Im Bereich des „weißen“ Lichts, das von fluoreszierenden, Halogen-, Metallhalogenid- und LED-Lichtquellen emittiert wird, gibt es eine Variation in der Farbtemperatur, die das Gesamterscheinungsbild beeinflussen wird, indem es wärmer oder kälter wird, je nach Temperatur.
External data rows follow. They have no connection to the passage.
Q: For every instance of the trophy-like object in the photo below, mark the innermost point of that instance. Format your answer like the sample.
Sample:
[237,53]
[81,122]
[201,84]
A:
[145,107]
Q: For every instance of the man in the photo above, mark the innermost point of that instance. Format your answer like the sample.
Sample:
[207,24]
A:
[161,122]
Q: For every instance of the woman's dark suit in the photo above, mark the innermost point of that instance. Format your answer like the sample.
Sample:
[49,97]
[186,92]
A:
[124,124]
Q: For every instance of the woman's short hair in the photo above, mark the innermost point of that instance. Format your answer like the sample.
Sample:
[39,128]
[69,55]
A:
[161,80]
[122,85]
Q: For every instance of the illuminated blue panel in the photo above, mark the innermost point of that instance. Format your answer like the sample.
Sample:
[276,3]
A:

Eine einfache und zuverlässige Methode besteht darin, warmes Licht für warme Farben und kaltes Licht für kühle Farben zu verwenden. Zum Beispiel könnte man sich für die Beleuchtung eines roten Ziegels mit Hochdrucknatriumdampflampen (die einen gelben Farbton mit einem begrenzten Spektrum abgeben) mit einer Farbtemperatur von etwa 2000K entscheiden, um einen insgesamt warmen Effekt zu erzielen, während dies mit Metallhalogenidlampen mit einer Farbtemperatur von über 5000K unangemessen sein könnte. Darüber hinaus gibt es eine Bewertungsskala für die Farbwiedergabe, ausgedrückt als „CRI“ oder „Ra“ (von 0 bis 100): ein höherer Wert zeigt eine genauere Farbwiedergabe an. Lampen mit einem hohen CRI-Wert, über 80, garantieren eine gute Farbwiedergabe und machen die Szene natürlicher, während Lampen mit einer niedrigen Farbwiedergabe einige Farben verfälschen und insgesamt unnatürlich aussehen lassen.